La combinazione di questi tre fattori – le difficoltà dell’economia russa, l’aggiustamento degli esportatori (compresi quelli italiani) al regime sanzionatorio, nonché la spada di Damocle delle sanzioni secondarie Usa – porta alla conclusione che un’eventuale revoca delle sanzioni Ue non avrebbe, di per sé, un effetto volano sul commercio italo-russo.

L’Ue unita contro l’annessione della Crimea
Né si può trascurare il fatto che, a fronte di benefici incerti, l’opposizione all’estensione delle sanzioni comporterebbe significativi costi politici per l’Italia.
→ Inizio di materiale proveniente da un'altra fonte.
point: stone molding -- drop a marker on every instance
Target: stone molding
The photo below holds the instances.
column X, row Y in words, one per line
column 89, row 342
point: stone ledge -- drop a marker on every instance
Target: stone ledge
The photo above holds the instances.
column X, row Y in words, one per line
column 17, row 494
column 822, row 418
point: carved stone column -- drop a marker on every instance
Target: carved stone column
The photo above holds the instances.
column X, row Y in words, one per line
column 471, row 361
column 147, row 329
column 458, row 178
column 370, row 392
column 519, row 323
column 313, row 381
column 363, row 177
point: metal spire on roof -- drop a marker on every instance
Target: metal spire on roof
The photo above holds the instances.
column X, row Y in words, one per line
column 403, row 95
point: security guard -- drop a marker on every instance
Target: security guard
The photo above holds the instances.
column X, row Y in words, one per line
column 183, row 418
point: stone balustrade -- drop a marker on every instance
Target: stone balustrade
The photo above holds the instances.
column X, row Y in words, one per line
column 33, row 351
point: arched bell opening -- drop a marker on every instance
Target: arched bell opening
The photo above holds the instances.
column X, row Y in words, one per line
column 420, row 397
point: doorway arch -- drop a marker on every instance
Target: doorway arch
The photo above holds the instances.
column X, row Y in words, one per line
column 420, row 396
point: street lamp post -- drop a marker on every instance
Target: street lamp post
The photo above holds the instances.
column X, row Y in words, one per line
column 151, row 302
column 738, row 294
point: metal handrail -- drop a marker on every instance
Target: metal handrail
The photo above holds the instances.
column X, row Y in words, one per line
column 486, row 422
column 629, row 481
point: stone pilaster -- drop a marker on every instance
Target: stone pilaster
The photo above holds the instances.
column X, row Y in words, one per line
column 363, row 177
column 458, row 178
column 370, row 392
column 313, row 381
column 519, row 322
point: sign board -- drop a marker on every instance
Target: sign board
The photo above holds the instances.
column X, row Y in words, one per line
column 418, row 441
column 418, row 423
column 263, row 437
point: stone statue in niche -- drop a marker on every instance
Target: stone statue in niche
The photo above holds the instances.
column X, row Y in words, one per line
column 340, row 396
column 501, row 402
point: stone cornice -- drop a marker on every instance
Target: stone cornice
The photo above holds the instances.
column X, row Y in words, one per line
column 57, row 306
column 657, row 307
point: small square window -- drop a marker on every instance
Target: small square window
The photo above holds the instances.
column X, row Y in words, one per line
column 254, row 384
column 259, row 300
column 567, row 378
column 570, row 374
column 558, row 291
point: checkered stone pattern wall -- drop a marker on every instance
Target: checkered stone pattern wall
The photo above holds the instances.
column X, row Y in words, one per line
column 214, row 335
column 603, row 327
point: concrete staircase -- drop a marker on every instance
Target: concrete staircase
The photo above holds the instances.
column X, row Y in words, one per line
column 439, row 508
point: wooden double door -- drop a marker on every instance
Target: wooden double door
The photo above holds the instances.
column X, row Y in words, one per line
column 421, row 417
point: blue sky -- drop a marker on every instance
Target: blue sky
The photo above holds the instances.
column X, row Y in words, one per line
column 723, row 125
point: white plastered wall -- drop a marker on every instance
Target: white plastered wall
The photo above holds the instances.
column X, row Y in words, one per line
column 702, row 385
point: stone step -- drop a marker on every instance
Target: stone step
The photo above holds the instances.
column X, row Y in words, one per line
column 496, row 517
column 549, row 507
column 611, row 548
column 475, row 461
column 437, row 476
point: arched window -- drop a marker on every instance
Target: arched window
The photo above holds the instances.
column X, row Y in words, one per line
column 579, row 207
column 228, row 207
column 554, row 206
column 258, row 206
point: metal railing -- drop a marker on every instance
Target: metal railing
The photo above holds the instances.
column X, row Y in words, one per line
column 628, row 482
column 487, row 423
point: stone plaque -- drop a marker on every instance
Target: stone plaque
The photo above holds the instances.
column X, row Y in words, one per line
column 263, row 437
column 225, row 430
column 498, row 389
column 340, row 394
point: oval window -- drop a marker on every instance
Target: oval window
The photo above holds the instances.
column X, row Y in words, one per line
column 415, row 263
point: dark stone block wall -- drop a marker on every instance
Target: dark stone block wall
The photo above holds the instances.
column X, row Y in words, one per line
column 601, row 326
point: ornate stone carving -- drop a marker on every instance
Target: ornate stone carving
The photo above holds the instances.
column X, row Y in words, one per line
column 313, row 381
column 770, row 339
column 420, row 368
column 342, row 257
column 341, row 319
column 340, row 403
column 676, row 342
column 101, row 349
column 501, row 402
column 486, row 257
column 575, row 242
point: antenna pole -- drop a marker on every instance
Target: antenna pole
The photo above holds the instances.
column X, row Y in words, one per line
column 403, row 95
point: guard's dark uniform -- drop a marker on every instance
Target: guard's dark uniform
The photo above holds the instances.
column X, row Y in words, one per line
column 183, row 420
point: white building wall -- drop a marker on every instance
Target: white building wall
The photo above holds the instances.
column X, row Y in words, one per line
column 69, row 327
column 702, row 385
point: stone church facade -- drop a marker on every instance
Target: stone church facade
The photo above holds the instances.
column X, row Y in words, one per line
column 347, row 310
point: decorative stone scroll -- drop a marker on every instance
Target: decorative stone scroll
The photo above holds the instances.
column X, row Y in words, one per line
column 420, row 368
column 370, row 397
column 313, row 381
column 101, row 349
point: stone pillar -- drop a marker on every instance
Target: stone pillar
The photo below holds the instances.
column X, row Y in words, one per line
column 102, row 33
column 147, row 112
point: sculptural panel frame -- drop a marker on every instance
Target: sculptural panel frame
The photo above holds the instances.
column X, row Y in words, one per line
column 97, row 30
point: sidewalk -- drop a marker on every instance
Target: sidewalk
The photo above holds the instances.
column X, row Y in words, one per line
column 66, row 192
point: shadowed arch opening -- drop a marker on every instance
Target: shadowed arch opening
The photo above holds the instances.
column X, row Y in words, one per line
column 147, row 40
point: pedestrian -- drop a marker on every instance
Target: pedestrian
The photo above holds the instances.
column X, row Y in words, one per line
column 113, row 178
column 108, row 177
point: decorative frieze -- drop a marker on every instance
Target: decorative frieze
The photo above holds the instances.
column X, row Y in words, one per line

Le sanzioni contro la Russia sono la più tangibile delle misure adottate dall’Ue per reagire all’aggressione di uno Stato sovrano – l’Ucraina – da parte della Russia, che non solo si è annessa la Crimea ma ha anche fomentato una guerra civile tra il governo centrale di Kiev e gruppi armati separatisti a Lugansk e Donetsk, nel Donbass (Ucraina sudorientale). Si è inteso cioè punire una grave violazione del diritto internazionale e resistere a una politica aggressiva che ha scosso la stabilità dell’Europa.

Anche se le sanzioni non sono bastate a invertire la politica russa in Ucraina, hanno comunque avuto l’effetto di aumentarne i costi. Rompere la solidarietà intra-Ue, nonché quella (residua) transatlantica, esporrebbe l’Italia al risentimento da parte degli alleati da cui dipende la sua prosperità (l’Ue) e sicurezza (gli Usa e la Nato). E legittimerebbe l’ambizione russa a usare l’area ex sovietica come una sfera di influenza in cui non è ammessa altra politica che quella decisa dal Cremlino.

In ultima analisi, l’interesse italiano è meglio servito dal mantenimento dell’unità europea e dal coordinamento con gli Usa. I costi dello scontro con la Russia non sono irrilevanti. Ma quelli di una rottura del fronte euro-atlantico, tanto più per ottenere benefici incerti, sono superiori. Una valutazione pragmatica di questi interessi porta a concludere che non è tempo di opporsi alle sanzioni contro Mosca.